This may sound very easy or an old stupid question, but it is quite different for me. I have written a Program for a half-Descending pyramid Pattern which is like this.

1

1 2

1 2 3

1 2 3 4

1 2 3 4 5

I know this is very easy, the trick is I don't wanna do this by use of Scanner and Integer.parseInt(). I am trying to do this with BufferedReader and InputStreamReader. So when I execute the following code of my main method with a input of 5 in num. It reads it as 53 when I print it. I have no idea why it's happening. But when I use the 'Integer.parseInt(br.readLine())' method it gives the exact output. How is it supposed to happen when read method is supposed to read int values. Please clear it.

    int num1;   
    BufferedReader br=new BufferedReader(new InputStreamReader(System.in));
    System.out.println("Enter hte value of num1");
    //num1=Integer.parseInt(br.readLine());
    num1=br.read();
    System.out.println(num1);
    for(int i=0;i<num1;i++)
    {
        for(int j=0;j<=i;j++)
        {
            System.out.print(j+"\t");

        }
        System.out.println();
    }

It's my first question so please ignore the silly mistakes, I have tried to write it as best as I could. Thanks..
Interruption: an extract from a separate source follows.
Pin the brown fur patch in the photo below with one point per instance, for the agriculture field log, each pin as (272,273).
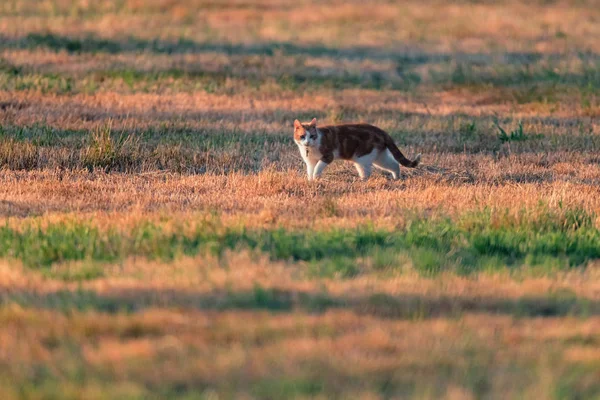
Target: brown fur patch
(356,140)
It reads it as 53 when i prints it.

Yes, it would. Because you're calling read() which returns a single character, or -1 to indicate the end of data.

The character '5' has Unicode value 53, so that's what you're seeing. (Your variable is an int, after all.) If you cast num1 to a char, you'll see '5' instead.

When you want to convert the textual representation of an integer into an integer value, you would usually use code such as Integer.parseInt.

Bufferreader will read unicode value you need to convert it in a int by using:

Integer.parseInt(num1) or Character.getNumericValue(num1)

53 is ASCII for '5', convert the ASCII to print out the correct string.